Um dia. Foi o período que durou o processo seletivo para o vestibular
específico para pessoas transgêneros e intersexuais na Universidade da
Integração da Lusofonia Afro-Brasileira (Unilab). Antes que as etapas
pudessem avançar, o vestibular foi cancelado na terça-feira (16) por
recomendação do Ministério da Educação (MEC). A decisão, anunciada pelo
presidente Jair Bolsonaro pelo Twitter, gerou insatisfação entre
estudantes.
Por meio de nota, a Pasta afirma que considerou o processo ilegal
"pelo fato de que a Lei de Cotas não prevê vagas específicas para o
público alvo do citado vestibular".
A Unilab, ao anunciar a anulação, informou que a Procuradoria Geral
da República analisou que o "edital vai de encontro aos princípios da
razoabilidade, proporcionalidade e da ampla concorrência em seleções
públicas".
Professores e alunos ouvidos pela reportagem, porém, defendem que a ação foi arbitrária, além de transfóbica.
Para Luma Andrade, 1ª doutora travesti do Brasil e professora dos
cursos de Pedagogia e Humanidades na Unilab, a anulação do vestibular
feriu a autonomia da universidade. "Não existe nada contrário à Lei de
Cotas neste edital. Não se trata de uma seleção de ampla concorrência,
se trata de vagas ociosas, que não foram ocupadas. Outra situação é que,
na lei, as cotas são destinadas a grupos em situação de vulnerabilidade
e está clara que a população trans é vulnerável. Isso está plenamente
alinhado", destaca a docente, que participou da elaboração do edital que
seria destinado a alunos dos campi da Unilab no Ceará e na Bahia.

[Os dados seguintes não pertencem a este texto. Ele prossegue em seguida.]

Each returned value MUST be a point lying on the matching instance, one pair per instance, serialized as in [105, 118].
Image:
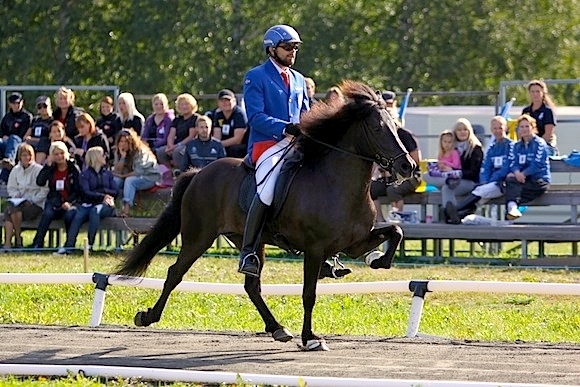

Seria a primeira vez que um vestibular voltado apenas para estes
grupos seria realizado no Brasil. "A novidade é um edital específico que
estava sendo feito separado do processo amplo. Outras universidades do
Brasil já destinam vagas para pessoas trans, então por que barraram esse
processo? Foi uma decisão unilateral e um parecer totalmente
distorcido", pontua Luma.
Exclusão
Como homem trans, Kaio Lemos passou por muitos obstáculos até chegar
ao mestrado em Antropologia na Unilab, onde estuda atualmente. Vítima de
transfobia e outras violências que a população LGBT enfrenta, ele
chegou a ficar anos sem estudar por medo.
"Não queremos ficar onde nossa identidade de gênero não é respeitada.
A Universidade acaba se tornando um espaço violento às pessoas trans.
Na Unilab, esses processos sociais sempre foram respeitados", afirma.
Pelo preconceito histórico, o vestibular se fazia necessário, segundo
Kaio, para combater o que ele denominou de "exclusão involuntária".
"Muitas pessoas trans ficam de fora do processo educacional pelo
preconceito sofrido e esse edital tinha o objetivo de reparar esses
danos causados e dar oportunidade a essas pessoas", pondera o mestrando.